Consumer 64-bit processors have been around for a long time now — AMD began selling the Athlon 64, for instance, way back in 2003. Windows XP Professional x64 Edition was released by Microsoft in 2005. I was an early adopter at the time, buying that first-ever Athlon 64 and later running that aforementioned version of Windows.
I say all of that because I am shocked that in 2017 it is considered news if a company starts offering a 64-bit version of its Windows software by default. Well, folks, that is exactly what is happening today. Mozilla will now serve 64-bit Firefox by default to 64-bit Windows users when downloading from the web. In other words, if the user agent reports a 64-bit version of Windows, the webpage will offer 64-bit Firefox first.
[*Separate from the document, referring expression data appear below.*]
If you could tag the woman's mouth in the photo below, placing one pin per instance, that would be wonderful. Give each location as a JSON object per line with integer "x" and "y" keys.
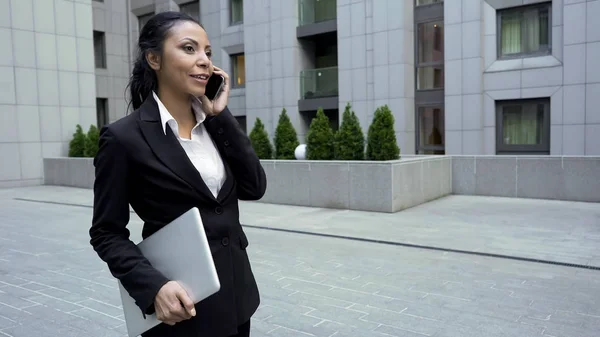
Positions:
{"x": 202, "y": 78}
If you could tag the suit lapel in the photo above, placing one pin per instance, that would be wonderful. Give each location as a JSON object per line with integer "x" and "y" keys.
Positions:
{"x": 168, "y": 149}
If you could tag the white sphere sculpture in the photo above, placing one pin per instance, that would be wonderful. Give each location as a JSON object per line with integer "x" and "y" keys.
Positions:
{"x": 300, "y": 152}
Users of 32-bit Windows will, of course, still be served the 32-bit Firefox variant.
The Firefox-maker further says, “Here’s the key thing to know: 64-bit applications can access more memory and are less likely to crash than 32-bit applications. Also, with the jump from 32 to 64 bits, a security feature called Address Space Layout Randomization (ASLR) works better to protect you from attackers. macOS and Linux users, fret not. You already enjoy a Firefox that’s optimized for 64-bit.”
If you are currently using a 32-bit version of Firefox on a 64-bit version of Windows, please know that Mozilla will eventually work out a migration strategy to make the transition seamless. If you prefer to upgrade today, you can simply uninstall your current installation of Firefox and then download and install the 64-bit variant.
Keep in mind, if you are not very tech savvy and your current installation of Firefox 32-bit is running fine, you might want to wait — don’t fix what isn’t broke. If you are comfortable with re-installing Firefox, however, it is absolutely worth doing now. As Mozilla says, you won’t just experience potentially better performance, but increased security and decreased crashes. Who doesn’t want that?